The Cold Stimulation Test
Some vascular specialists use a cold stimulation test to observe your response under controlled conditions. In a standardized version of this test, you immerse both hands in water cooled to about 10°C (50°F) for five minutes. The doctor then monitors how your skin temperature recovers, either through infrared thermography or laser Doppler flowmetry, a technique that measures blood flow in your fingertips in real time. Slower recovery suggests impaired circulation consistent with Raynaud’s.
This test isn’t required for diagnosis in most cases, and not every clinic offers it. It’s more commonly used in research settings or when symptoms are ambiguous. If you’re scheduled for vascular testing, you’ll likely be asked to avoid caffeine and cold medications containing pseudoephedrine beforehand, since both can constrict blood vessels and skew results. Beta-blockers can also affect the test, though you should not stop any prescribed medication without your doctor’s guidance.
Nailfold Capillaroscopy
This is a painless exam where a doctor uses a specialized microscope or magnifying device to look at the tiny blood vessels (capillaries) at the base of your fingernails. In secondary Raynaud’s linked to scleroderma, these capillaries often show distinct abnormalities: enlarged or giant loops, areas where capillaries have disappeared entirely (called rarefaction), tiny hemorrhages, and unusual new vessel growth.
Capillaroscopy has traditionally been considered one of the key tools for telling primary and secondary Raynaud’s apart. However, a 2024 study in Expert Review of Clinical Immunology found that these patterns had lower discriminatory power than previously believed, and on their own could not reliably distinguish primary from secondary Raynaud’s or predict which patients would go on to develop scleroderma. The test is still useful as one piece of the puzzle, but it’s interpreted alongside your bloodwork and clinical history rather than as a standalone answer.

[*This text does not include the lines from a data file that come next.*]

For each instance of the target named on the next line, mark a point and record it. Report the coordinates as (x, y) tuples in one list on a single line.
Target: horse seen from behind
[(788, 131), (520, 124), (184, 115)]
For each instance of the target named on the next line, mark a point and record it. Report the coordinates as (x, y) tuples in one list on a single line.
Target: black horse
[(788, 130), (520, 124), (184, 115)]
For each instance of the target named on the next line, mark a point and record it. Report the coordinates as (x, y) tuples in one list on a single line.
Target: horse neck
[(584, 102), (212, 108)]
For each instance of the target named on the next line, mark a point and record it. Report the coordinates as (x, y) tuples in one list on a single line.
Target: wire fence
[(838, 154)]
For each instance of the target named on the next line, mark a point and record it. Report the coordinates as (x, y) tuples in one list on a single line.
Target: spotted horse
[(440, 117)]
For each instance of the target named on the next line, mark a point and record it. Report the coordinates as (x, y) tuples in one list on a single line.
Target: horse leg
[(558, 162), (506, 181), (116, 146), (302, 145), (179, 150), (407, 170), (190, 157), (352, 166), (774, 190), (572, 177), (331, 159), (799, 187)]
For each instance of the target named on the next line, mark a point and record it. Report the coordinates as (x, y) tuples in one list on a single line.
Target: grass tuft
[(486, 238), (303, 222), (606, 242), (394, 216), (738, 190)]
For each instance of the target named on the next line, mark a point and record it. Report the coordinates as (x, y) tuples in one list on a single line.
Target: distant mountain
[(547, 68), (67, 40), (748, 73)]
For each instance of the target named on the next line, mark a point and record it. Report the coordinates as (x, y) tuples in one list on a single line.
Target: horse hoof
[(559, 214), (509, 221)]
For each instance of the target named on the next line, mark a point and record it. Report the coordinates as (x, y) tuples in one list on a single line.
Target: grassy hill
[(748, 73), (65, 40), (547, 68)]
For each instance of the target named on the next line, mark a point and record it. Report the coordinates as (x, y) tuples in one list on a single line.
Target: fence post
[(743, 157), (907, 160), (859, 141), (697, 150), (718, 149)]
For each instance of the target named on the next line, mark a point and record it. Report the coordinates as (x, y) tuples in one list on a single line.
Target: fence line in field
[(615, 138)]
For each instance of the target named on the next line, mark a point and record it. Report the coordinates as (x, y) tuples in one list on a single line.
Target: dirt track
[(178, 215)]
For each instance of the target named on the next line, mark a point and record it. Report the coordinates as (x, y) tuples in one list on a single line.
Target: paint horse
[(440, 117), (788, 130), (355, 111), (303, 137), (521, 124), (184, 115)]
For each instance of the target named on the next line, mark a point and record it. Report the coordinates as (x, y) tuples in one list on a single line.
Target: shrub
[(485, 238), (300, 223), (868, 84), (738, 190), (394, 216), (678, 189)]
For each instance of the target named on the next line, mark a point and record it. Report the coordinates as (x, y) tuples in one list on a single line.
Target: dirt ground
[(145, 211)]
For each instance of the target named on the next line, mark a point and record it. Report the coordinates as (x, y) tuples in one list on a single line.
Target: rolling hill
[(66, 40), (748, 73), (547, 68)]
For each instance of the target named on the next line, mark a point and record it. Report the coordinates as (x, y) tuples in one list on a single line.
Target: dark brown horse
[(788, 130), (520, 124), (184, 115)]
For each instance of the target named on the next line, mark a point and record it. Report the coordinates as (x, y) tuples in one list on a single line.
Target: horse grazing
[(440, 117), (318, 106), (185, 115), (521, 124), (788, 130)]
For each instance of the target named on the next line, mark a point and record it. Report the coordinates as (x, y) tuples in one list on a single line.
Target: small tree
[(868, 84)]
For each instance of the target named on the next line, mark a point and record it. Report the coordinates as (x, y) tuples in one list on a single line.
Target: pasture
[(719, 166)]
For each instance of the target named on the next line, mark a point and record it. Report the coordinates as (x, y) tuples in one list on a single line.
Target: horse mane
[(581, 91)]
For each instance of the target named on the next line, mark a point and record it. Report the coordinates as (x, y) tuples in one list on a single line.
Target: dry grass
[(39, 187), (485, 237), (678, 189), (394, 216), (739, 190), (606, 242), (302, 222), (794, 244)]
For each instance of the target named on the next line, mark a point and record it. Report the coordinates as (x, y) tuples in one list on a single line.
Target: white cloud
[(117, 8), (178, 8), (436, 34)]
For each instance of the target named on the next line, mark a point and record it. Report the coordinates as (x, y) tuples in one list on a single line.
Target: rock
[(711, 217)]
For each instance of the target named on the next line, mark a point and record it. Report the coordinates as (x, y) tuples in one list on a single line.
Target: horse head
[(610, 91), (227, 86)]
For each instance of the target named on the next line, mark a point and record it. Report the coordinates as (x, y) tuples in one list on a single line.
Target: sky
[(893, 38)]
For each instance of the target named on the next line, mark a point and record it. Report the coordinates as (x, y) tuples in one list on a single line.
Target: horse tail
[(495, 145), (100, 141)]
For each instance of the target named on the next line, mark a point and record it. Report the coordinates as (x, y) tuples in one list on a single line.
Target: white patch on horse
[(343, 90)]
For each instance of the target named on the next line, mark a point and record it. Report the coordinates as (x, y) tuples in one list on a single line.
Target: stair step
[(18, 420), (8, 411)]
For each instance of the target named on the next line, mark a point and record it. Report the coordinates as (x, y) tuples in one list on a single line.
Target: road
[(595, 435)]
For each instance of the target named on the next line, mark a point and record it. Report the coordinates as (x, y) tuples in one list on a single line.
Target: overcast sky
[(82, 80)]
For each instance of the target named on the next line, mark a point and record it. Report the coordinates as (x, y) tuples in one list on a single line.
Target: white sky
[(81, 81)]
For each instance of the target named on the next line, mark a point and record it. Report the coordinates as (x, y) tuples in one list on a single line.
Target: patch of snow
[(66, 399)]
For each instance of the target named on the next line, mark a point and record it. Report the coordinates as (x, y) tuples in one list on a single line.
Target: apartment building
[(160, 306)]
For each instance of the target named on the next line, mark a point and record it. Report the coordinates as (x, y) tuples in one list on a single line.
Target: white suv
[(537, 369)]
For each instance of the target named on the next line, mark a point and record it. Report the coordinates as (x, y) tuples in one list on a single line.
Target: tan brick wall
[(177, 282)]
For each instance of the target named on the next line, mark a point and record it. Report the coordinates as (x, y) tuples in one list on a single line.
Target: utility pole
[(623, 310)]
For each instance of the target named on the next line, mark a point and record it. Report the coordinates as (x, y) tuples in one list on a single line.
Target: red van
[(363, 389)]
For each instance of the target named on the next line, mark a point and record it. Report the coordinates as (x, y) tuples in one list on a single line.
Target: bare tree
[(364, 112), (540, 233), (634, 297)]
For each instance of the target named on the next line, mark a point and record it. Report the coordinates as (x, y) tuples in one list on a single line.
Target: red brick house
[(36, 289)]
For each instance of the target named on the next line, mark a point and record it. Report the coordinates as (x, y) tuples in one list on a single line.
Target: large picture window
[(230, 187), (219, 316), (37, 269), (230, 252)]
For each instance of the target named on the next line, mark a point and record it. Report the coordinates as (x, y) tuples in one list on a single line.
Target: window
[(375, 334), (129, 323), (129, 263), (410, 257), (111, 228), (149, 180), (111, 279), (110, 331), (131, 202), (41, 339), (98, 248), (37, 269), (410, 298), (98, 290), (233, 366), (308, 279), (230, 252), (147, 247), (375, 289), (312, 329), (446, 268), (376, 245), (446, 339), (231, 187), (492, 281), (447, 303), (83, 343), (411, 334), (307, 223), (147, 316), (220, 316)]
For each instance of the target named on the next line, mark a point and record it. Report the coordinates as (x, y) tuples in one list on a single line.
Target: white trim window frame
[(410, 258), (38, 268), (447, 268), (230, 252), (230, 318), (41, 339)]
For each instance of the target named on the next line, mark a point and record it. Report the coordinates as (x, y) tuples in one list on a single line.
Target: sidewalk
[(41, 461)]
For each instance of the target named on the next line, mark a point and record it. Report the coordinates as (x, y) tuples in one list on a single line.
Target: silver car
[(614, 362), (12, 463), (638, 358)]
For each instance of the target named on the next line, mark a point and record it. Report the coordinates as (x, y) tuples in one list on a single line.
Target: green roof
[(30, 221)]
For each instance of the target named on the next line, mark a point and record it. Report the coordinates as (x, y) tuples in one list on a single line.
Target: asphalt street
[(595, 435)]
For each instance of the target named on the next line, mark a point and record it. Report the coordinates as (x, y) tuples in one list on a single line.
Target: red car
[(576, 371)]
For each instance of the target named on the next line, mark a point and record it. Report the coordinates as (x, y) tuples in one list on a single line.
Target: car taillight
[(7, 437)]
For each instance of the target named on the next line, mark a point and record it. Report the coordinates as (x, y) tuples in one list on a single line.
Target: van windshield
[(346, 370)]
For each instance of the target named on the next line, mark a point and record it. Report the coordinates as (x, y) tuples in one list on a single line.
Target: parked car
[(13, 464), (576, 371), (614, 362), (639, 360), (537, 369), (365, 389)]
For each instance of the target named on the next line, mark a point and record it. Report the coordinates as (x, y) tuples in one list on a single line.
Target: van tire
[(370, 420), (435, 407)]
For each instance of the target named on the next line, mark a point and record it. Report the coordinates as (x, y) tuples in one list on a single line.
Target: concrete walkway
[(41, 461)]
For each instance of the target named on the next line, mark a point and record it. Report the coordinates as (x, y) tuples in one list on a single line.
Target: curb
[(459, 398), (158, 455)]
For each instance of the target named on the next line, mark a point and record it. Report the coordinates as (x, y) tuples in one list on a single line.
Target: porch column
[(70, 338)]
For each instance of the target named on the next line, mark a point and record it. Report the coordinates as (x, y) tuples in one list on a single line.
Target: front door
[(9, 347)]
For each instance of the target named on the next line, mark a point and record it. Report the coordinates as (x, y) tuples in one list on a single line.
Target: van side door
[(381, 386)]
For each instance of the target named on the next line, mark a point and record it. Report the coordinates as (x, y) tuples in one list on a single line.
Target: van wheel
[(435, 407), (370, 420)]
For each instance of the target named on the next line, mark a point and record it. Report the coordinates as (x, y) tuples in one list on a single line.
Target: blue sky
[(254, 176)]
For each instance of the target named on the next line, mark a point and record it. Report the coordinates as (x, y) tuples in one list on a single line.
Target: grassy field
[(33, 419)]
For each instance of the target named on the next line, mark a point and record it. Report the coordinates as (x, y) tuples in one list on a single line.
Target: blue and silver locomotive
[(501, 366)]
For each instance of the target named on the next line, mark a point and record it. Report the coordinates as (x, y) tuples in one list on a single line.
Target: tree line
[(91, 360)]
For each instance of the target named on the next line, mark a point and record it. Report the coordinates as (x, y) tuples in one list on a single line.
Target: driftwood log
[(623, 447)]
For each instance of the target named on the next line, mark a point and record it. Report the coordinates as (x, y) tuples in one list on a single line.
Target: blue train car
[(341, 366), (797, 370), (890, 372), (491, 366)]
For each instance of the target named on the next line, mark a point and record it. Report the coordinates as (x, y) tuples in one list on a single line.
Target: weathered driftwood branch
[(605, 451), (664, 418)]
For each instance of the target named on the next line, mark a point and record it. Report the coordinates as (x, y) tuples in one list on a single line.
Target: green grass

What Primary vs. Secondary Means for You
About 80 to 90 percent of people with Raynaud’s have the primary form, which typically appears between ages 15 and 30, affects both hands symmetrically, and doesn’t progress to tissue damage. Primary Raynaud’s is a diagnosis of exclusion: your symptoms fit, but your blood tests, capillaroscopy, and physical exam don’t turn up any underlying disease.
Secondary Raynaud’s tends to start later in life, may affect one hand more than the other, and can be more severe. Attacks may cause skin ulcers or sores on the fingertips. If your ANA is positive, your capillaroscopy shows abnormalities, or you have other symptoms like joint pain, skin thickening, or persistent fatigue, your doctor will likely refer you to a rheumatologist for further evaluation. The goal isn’t just to manage the Raynaud’s at that point but to identify and treat the condition driving it.
If your initial workup comes back normal but your symptoms are significant, your doctor may recommend repeating bloodwork after 6 to 12 months. A small percentage of people initially diagnosed with primary Raynaud’s eventually develop autoimmune markers, so periodic monitoring is a reasonable precaution, especially in the first few years after diagnosis.